According to Katz, it means wearing a bunch of hats and figuring out the best method of communication for the audience at hand. “We write Nature papers and we write Instagram posts,” she said. “And they’re wildly different.”

With that also comes the task of figuring out sales growth. For now, most of Seed’s sales come from its website, but it has been dabbling in brick-and-mortar retail. For example, Seed supplements are available for purchase at Erewhon. But even that isn’t a straightforward wholesale partnership — because Seed relies on a subscription model, Erewhon and Seed have an affiliate relationship so that the store gets a cut of sales even after the first in-store purchase.

The Erewhon partnership, she said, is working out “better than we thought better than we thought it would.”

For now, the focus is on growing Seed Health’s research which will go into its new products. “Now that we we have an understanding of what we believe — and we know the efficacy of our first few products,” she said. She’s now figuring out “how do we scale them in a way that creates the greatest amount of health impact.”

Here are a few highlights from the conversation, which have been lightly edited for clarity.

On the difficulties of marketing a microbiome health company
“[The] microbiome is not only misunderstood — it’s wildly subjected to misinformation and opportunism on a daily basis. So, for us, so one of our core company and brand values is meet them where they are. And I think that everybody is going to come to a conversation about really anything scientifically — or from a health perspective — from a place that is the amalgamation of their own life and lived experience, their own understanding of something, their own bias and their own level of understanding of science. And so, depending on whether you’re talking to children… [and] we also speak to like leading immunologists… there’s a beautiful quote that we talk about all the time and we reference all the time internally, which is that science isn’t finished until it’s communicated. And I love that idea because it really actually forces those who are doing science to not just think about the science itself, but to really take on the accountability of how and to whom it is communicated… It really isn’t just what the words say but it also depends on where they’re hearing about it but how and from whom. And, also, in what format — words aren’t always the right way to make something resonate. And so, for us, we communicate about the microbiome; we write Nature papers and we write Instagram posts. And they’re wildly different.”
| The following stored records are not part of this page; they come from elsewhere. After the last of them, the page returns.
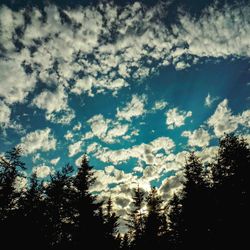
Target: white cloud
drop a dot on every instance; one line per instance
(75, 148)
(198, 137)
(77, 127)
(143, 152)
(228, 31)
(55, 105)
(15, 84)
(99, 125)
(159, 105)
(42, 171)
(5, 113)
(209, 100)
(83, 85)
(68, 135)
(222, 120)
(20, 183)
(115, 132)
(41, 139)
(176, 118)
(51, 101)
(181, 65)
(133, 108)
(55, 161)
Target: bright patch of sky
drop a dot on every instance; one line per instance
(135, 86)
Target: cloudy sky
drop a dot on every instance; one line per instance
(135, 85)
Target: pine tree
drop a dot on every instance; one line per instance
(135, 221)
(190, 211)
(155, 221)
(111, 227)
(10, 167)
(231, 193)
(88, 221)
(59, 208)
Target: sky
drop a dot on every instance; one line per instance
(135, 85)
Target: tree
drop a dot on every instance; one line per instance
(155, 221)
(135, 221)
(10, 167)
(59, 209)
(88, 222)
(189, 214)
(111, 227)
(230, 175)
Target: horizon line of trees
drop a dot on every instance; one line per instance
(211, 211)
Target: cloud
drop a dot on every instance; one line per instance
(209, 100)
(198, 137)
(55, 105)
(176, 118)
(5, 113)
(83, 85)
(55, 161)
(99, 125)
(41, 139)
(42, 171)
(228, 31)
(115, 132)
(222, 121)
(171, 185)
(134, 108)
(159, 105)
(142, 152)
(75, 148)
(20, 183)
(15, 83)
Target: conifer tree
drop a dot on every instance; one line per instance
(231, 193)
(88, 221)
(155, 221)
(135, 221)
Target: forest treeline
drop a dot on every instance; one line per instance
(211, 211)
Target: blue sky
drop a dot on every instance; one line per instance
(134, 85)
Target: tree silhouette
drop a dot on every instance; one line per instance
(135, 221)
(211, 211)
(88, 221)
(111, 227)
(10, 166)
(190, 210)
(155, 221)
(231, 193)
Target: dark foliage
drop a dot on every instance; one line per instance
(209, 212)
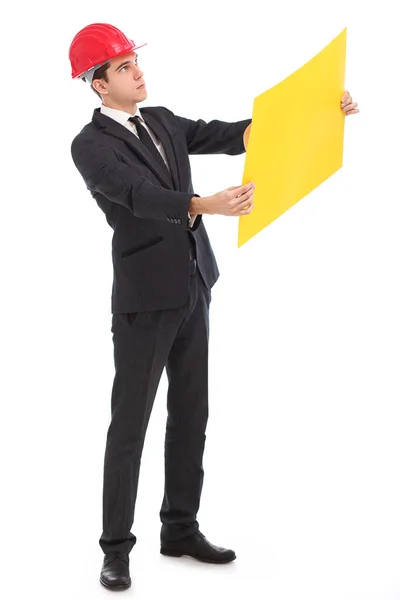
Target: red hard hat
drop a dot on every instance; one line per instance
(95, 44)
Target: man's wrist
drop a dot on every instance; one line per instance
(197, 206)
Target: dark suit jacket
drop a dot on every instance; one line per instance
(149, 216)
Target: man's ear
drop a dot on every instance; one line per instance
(99, 86)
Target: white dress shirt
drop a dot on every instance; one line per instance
(122, 117)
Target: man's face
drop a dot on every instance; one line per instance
(125, 79)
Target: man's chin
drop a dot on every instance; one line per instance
(141, 95)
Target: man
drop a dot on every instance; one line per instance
(136, 166)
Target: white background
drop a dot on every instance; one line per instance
(302, 461)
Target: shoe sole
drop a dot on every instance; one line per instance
(177, 554)
(117, 588)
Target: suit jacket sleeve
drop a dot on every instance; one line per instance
(215, 137)
(103, 173)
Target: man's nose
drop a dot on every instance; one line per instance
(138, 73)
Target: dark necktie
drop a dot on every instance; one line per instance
(146, 140)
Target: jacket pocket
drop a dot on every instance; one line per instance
(141, 247)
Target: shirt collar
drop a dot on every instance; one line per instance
(119, 115)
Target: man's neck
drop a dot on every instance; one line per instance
(129, 107)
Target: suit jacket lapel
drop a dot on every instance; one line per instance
(112, 127)
(164, 137)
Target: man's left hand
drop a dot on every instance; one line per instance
(348, 106)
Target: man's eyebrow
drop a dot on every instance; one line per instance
(126, 62)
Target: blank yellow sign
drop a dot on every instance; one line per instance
(296, 137)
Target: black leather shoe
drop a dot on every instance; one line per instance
(115, 571)
(197, 546)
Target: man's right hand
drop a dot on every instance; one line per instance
(233, 202)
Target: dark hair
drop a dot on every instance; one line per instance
(100, 73)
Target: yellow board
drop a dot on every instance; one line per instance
(296, 137)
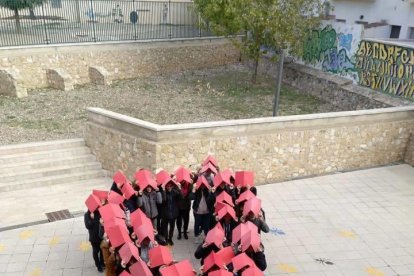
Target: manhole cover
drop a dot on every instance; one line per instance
(59, 215)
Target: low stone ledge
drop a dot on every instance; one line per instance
(409, 152)
(58, 78)
(99, 75)
(10, 83)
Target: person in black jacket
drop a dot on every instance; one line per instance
(203, 208)
(92, 223)
(257, 255)
(203, 250)
(171, 196)
(184, 207)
Why Seed is subscription only
“There’s a number of reasons [why we’re mostly subscription-only]. One of which is that probiotics are transient. They really can only do their work if they’re consumed continuously, contrary to popular belief, which is the idea that you take them and they just colonize, and then it’s done. Most probiotics are actually doing their work on their way through your GI system. And then within a few weeks, they would just kind of wash out if you stopped taking it. So the business model also has biological grounding, in terms of why we do that.”

The next generation of drugstores
“Companies like CVS are starting to pilot stores that are oriented around the need state, which I think is fascinating. And I think that they’re seeing a lot of early success with that, which I think has a little bit more of the human design thinking approach. And I think that’s incredibly exciting — you need to disrupt the planogram and you need to disrupt the underlying assumptions that go into the planogram. Like, there’s no pain aisle. Pain looks very different for different things. So I really love the way CVS is thinking about that, that feels forward-thinking to me. It feels like you’re empathically thinking about who’s walking in, what is their need state, how should that be curated for them.”